I still remember him. Tolessa was a young Ethiopian student attending Moscow's famous People's Friendship University, and one of the few I could find who would talk to a newspaper reporter about what it was like living as a foreigner - a black foreigner - in a time of rising Russian racism and xenophobia. It was a life of violence and fear that he told me about. He and the other African students on campus were so terrified of Russia's notorious skinheads that they were afraid to leave their dorm rooms. When they did go out into the city around them, they went in groups.

Even at on-campus cafeteria, Tolessa was nervous and asked to sit at a table in the corner furthest from the windows. In the weeks before he and I had lunch, there had been eight arson attempts and several bomb threats directed at the dormitory where most of the African students were staying. "We stay on the campus and, if we want to go anywhere, we have to organize a group. Maybe in a group they won't attack us," he told me. "This group, the skinheads, they are not small in number. In fact, I sometimes feel as though they are half the population of Moscow. People tell us to leave this country, that Russia is only for the Russians."

Russia for the Russians. It's a phrase that I hear more and more often. One of my friends - as white as the Russian snow - was punched out for speaking English in Moscow. My wife and I were physically threatened by a group of skinheads on the metro who drunkenly told us "Yankees go home." The fact that Canada is a separate state was lost on him, so we got off at the next station even though it was nowhere near from our destination.

The Moscow police, Tolessa told me, were open admirers of the "Russia for the Russians" crowd. When an African student who was attacked called for help, the police would just as often join the beating as stop it. It wasn't just Africans. Anyone from the former Soviet republics of the Caucasus and Central Asia was liable to be targeted as chorniyy, or "black."

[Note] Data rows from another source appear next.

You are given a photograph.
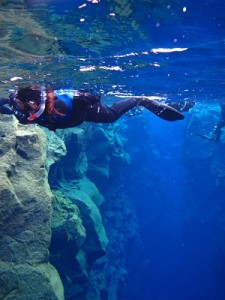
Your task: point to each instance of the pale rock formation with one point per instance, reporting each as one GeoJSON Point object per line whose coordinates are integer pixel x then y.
{"type": "Point", "coordinates": [25, 203]}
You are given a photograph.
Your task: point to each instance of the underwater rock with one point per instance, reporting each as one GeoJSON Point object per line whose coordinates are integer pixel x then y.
{"type": "Point", "coordinates": [74, 164]}
{"type": "Point", "coordinates": [24, 281]}
{"type": "Point", "coordinates": [105, 153]}
{"type": "Point", "coordinates": [68, 235]}
{"type": "Point", "coordinates": [96, 239]}
{"type": "Point", "coordinates": [25, 209]}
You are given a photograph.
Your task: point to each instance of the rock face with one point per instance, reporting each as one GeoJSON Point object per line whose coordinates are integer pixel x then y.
{"type": "Point", "coordinates": [25, 231]}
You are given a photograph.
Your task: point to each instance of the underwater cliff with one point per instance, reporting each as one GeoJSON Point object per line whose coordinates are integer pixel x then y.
{"type": "Point", "coordinates": [53, 189]}
{"type": "Point", "coordinates": [88, 214]}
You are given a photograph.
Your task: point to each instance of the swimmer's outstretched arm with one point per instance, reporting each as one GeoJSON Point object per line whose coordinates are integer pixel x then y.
{"type": "Point", "coordinates": [5, 109]}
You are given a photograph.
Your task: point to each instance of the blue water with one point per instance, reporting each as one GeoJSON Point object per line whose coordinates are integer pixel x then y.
{"type": "Point", "coordinates": [176, 200]}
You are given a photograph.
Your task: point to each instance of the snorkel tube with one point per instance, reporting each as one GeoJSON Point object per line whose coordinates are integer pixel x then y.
{"type": "Point", "coordinates": [41, 108]}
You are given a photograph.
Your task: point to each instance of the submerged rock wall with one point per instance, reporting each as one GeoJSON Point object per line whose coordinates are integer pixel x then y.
{"type": "Point", "coordinates": [79, 180]}
{"type": "Point", "coordinates": [74, 217]}
{"type": "Point", "coordinates": [25, 206]}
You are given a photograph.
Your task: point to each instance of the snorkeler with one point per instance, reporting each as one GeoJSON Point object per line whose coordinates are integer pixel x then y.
{"type": "Point", "coordinates": [56, 109]}
{"type": "Point", "coordinates": [215, 136]}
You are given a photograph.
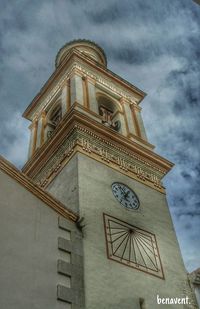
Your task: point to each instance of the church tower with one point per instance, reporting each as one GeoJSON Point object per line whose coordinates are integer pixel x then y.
{"type": "Point", "coordinates": [89, 149]}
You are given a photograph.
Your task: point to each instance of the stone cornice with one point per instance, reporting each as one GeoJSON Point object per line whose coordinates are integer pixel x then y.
{"type": "Point", "coordinates": [70, 61]}
{"type": "Point", "coordinates": [79, 133]}
{"type": "Point", "coordinates": [45, 197]}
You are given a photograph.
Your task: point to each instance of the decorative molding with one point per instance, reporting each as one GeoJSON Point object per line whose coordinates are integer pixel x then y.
{"type": "Point", "coordinates": [44, 196]}
{"type": "Point", "coordinates": [102, 76]}
{"type": "Point", "coordinates": [82, 140]}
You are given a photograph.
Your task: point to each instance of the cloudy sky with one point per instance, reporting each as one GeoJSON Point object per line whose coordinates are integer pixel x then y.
{"type": "Point", "coordinates": [153, 44]}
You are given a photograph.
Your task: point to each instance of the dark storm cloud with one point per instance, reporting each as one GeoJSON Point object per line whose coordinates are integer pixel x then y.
{"type": "Point", "coordinates": [155, 46]}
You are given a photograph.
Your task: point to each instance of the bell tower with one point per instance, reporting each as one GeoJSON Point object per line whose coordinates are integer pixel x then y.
{"type": "Point", "coordinates": [88, 147]}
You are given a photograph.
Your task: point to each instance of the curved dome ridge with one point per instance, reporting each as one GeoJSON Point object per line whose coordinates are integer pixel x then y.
{"type": "Point", "coordinates": [87, 47]}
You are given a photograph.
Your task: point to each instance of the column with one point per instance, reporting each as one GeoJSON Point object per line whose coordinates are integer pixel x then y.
{"type": "Point", "coordinates": [64, 99]}
{"type": "Point", "coordinates": [137, 118]}
{"type": "Point", "coordinates": [92, 97]}
{"type": "Point", "coordinates": [33, 138]}
{"type": "Point", "coordinates": [77, 90]}
{"type": "Point", "coordinates": [39, 131]}
{"type": "Point", "coordinates": [130, 128]}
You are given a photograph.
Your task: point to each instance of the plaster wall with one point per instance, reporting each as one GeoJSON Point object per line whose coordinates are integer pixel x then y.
{"type": "Point", "coordinates": [109, 284]}
{"type": "Point", "coordinates": [29, 235]}
{"type": "Point", "coordinates": [65, 186]}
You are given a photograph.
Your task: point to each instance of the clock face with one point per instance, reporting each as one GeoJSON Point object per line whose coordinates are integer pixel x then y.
{"type": "Point", "coordinates": [125, 196]}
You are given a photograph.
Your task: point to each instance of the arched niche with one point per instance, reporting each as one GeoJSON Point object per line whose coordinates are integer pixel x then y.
{"type": "Point", "coordinates": [53, 118]}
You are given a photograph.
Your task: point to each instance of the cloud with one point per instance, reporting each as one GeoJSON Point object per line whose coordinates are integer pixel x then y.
{"type": "Point", "coordinates": [154, 46]}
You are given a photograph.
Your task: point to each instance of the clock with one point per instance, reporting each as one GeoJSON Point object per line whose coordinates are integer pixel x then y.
{"type": "Point", "coordinates": [125, 196]}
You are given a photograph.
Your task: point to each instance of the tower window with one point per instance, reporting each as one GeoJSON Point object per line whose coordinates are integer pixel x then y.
{"type": "Point", "coordinates": [56, 116]}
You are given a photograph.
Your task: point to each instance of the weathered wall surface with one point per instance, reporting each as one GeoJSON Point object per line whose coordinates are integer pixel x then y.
{"type": "Point", "coordinates": [65, 186]}
{"type": "Point", "coordinates": [41, 253]}
{"type": "Point", "coordinates": [109, 284]}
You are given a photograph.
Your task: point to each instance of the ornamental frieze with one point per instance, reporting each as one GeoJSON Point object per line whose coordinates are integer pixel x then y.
{"type": "Point", "coordinates": [92, 145]}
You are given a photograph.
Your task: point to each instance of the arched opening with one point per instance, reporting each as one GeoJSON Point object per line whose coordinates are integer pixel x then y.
{"type": "Point", "coordinates": [53, 118]}
{"type": "Point", "coordinates": [108, 110]}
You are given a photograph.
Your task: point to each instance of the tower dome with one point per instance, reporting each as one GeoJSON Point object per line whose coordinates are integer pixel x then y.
{"type": "Point", "coordinates": [86, 47]}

For too long, the Kremlin tolerated and manipulated the ultranationalist crowd, allowing people like Vladimir Zhirinovsky and Dmitry Rogozin to spew hatred because it suited their political aims. If the West was truly worried that a Zhirinovsky or a Rogozin might come to power, it would let up in its calls for more openness and democracy and perhaps come to see someone like Vladimir Putin as a least-bad option. The strategy worked like a charm from a political point of view, but the monsters it created are now out of even the Kremlin's control. Take the grisly execution video that was first posted on the Russian Internet community livejournal last week.

The killing of two men - one identified in a caption as an ethnic Tajik, the other as a Dagestani - was horrifying and disturbing. One was beheaded, the other shot, while their murderers shouted "Glory to Russia!" and displayed a Nazi flag. The video is titled "Operation of the National-Socialist Party of Russia to arrest and execute two colonists from Dagestan and Tajikistan."

In a poorly attended press conference back in May, Alexander Brod of the Moscow Bureau for Human Rights warned that, in the past two years alone, the number of skinheads in Russia had risen from 50,000 to 70,000. "Nowadays, they could be found in each regional center, they are emerging even in small towns and villages. In big cities, the attacks happen nearly each day and murders [are committed] weekly," he said. In other words, the only thing truly remarkable about the livejournal video is that the perpetrators bothered to film it.

1 comment:

Mark said...

This doesn't surprise me at all. My wife, a former Soviet, tells me that Russia has always been a racist nation. The rise of nationalism under Putin naturally equates to a rise in racism--they're both the same sort of collectivist notion.